第22話 失恋の歴史

 それは、豚王の介入による失恋の歴史であった。

 七歳のとき、キャベツ姫は由緒正しい貴族の青年を家庭教師につけられた。けれど遊びたい盛りの彼女は城でじっと家庭教師の授業を受けるのが嫌でたまらず、脱け出して庶民の小学校に紛れ込むことを趣味としていた。同年代の子どもたちは、姫を特別扱いせずに無邪気に遊んでくれる。

 彼女はそこで出会ったガキ大将の男の子に恋をした。いたずらもけんかも二人は一緒になってやり、「よーし、おっきくなったらキャベツ姫をお嫁にするぞ」などと当人たちは至極真面目に初恋していたのである。しかしその情報を入手した豚王は子どもの恋愛ごっこに介入し、彼を転校させ、校長に以後姫を校内に入れないよう厳重注意するという措置を取った。これが、彼女の第一の失恋であった。

 学校に行けなくなったキャベツ姫は、次にハンサムな家庭教師に恋をした。けっこう惚れっぽい性質なのだ。そうなると、彼女は嫌で嫌でたまらなかった勉強も真面目にやるというけなげさを見せた。しかし、彼は姫の初恋の彼氏に豚王がした仕打ちを知っていたし、ロリコンの気もなかったので、彼女は告白直後にあっさりふられるという結末になった。

 姫は泣いたが、家庭教師も悲惨だった。愛娘を悲しませたということで豚王の怒りを買い、彼は家庭教師を首になっただけでなく、一年間の強制労働をさせられたのである。キャベツ姫に惚れられた男は救われないというパターンがすでにできあがりつつあった。

 二度の失恋に懲りて、キャベツ姫の恋愛沙汰はしばらく鳴りをひそめた。しかし、やがて彼女は思春期に入り、男の欲望をそそる究極の美少女に成長した。国民的アイドルだっためのうと瓜二つの彼女を男どもが放っておくわけがない。

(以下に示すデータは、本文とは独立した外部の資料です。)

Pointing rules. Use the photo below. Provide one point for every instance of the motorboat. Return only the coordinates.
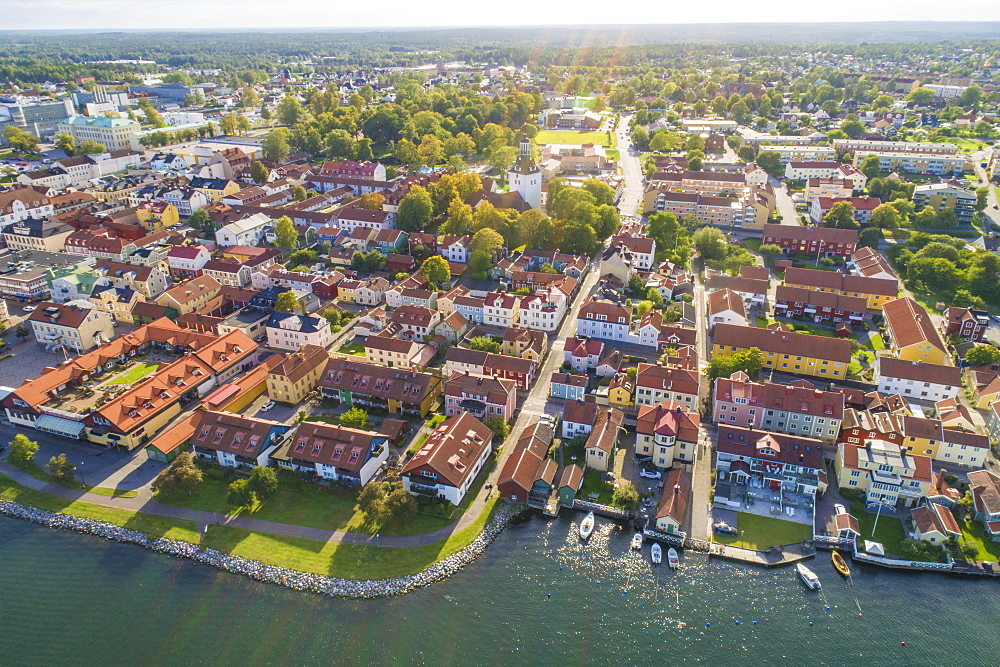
(840, 563)
(808, 577)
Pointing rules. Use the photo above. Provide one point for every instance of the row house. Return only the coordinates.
(819, 306)
(876, 291)
(916, 379)
(797, 409)
(447, 464)
(824, 241)
(787, 352)
(369, 386)
(773, 461)
(668, 433)
(886, 472)
(348, 456)
(482, 396)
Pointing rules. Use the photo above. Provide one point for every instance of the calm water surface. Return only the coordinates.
(73, 599)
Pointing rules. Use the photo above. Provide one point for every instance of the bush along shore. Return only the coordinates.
(272, 574)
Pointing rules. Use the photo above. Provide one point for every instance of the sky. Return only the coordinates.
(181, 14)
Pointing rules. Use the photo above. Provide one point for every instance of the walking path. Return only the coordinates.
(145, 503)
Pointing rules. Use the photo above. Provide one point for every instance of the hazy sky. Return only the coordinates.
(60, 14)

 彼女は多くの男たちからアタックを受けるようになった。中でも豚王親衛隊の青年隊長からの熱烈なラブレター攻撃と折に触れての求愛のセリフに姫も夢中になるという、三度めの恋が彼女に訪れたのである。

 豚王は身分ちがいを理由に姫から手を引くよう青年隊長に迫ったが、恋狂いの彼は断固拒否した。その毅然とした態度にキャベツ姫は感激して、恋の炎はさらに燃え盛るという熱烈恋愛ぶりに、豚王はいささか焦った。

 王は親衛隊副隊長に言い含めて青年隊長を拉致し、あくまでも姫とは別れないと叫ぶ彼を去勢の刑に処した。この痛手は大きく、キャベツ姫は父を激しく憎むようになったのである。

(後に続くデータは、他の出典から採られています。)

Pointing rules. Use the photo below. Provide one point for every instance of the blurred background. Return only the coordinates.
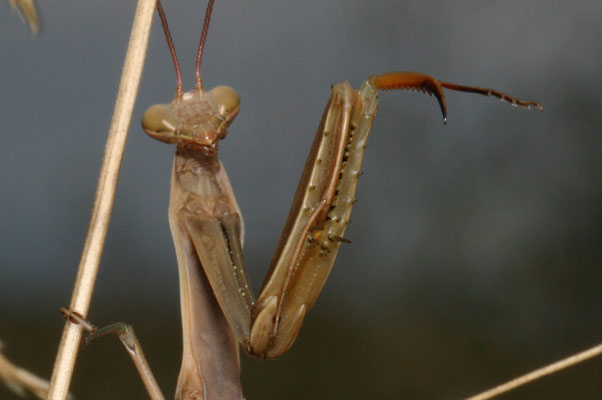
(476, 251)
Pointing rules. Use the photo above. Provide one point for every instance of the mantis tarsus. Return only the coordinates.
(218, 308)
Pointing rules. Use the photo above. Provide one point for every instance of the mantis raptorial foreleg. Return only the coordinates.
(218, 308)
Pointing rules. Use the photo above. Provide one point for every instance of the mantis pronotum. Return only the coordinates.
(217, 305)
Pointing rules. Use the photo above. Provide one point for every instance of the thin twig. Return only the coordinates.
(539, 373)
(105, 194)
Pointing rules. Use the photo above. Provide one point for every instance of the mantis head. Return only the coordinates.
(197, 120)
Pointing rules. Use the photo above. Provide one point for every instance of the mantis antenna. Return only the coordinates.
(199, 82)
(172, 50)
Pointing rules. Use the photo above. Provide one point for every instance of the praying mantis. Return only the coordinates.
(219, 311)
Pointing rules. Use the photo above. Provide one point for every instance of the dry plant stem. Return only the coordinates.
(539, 373)
(84, 285)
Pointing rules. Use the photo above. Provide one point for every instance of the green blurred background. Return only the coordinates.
(476, 251)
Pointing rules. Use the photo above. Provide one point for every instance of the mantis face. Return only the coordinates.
(195, 121)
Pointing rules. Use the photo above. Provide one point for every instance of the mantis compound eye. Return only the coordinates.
(226, 102)
(158, 122)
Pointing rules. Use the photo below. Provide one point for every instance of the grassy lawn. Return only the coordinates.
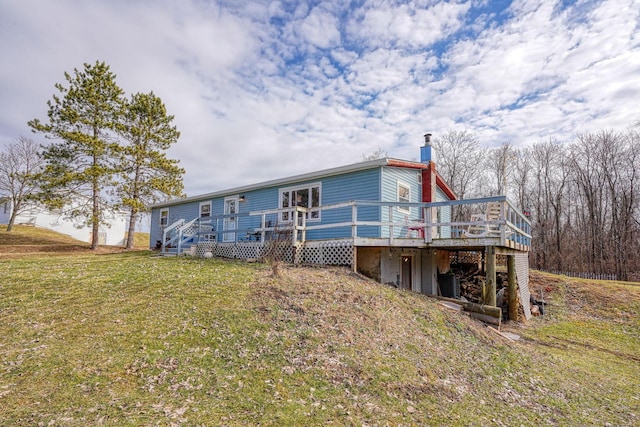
(123, 339)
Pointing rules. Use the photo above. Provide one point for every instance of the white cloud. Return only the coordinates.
(264, 90)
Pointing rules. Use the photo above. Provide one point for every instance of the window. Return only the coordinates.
(164, 217)
(205, 209)
(404, 196)
(308, 196)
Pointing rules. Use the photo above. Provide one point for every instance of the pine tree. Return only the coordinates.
(146, 174)
(79, 167)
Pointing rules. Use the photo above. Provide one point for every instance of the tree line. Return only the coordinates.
(582, 196)
(107, 153)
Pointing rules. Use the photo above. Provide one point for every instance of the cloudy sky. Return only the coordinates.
(267, 89)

 次に、姫は御前武闘会の準優勝者を見初めた。ちなみに彼はイケメンで、優勝者は平凡な顔立ちだった。彼女はこの恋は徹底的に隠し通そうと決意する。

 彼女は侍女を使って彼に想いを打ち明け、お忍びデートに誘い出した。変装してブダペスト郊外で会ったり、ドナウ川に浮かべた船で落ち合って食事したり、と二人は密やかに交際した。しかしそれでも豚王情報網の察知するところとなり、王の魔の手が伸びる。

 豚王は急遽臨時の武闘会を開催し、強力な刺客を放って、キャベツ姫の新しい恋人を武闘会中に合法的に殺してしまった。

 ここに至って、キャベツ姫は生半可な相手では豚王につぶされてしまうと気づき、王でも簡単には手出しできない名家の御曹司とつきあうことを思いついた。すでに半ば意地である。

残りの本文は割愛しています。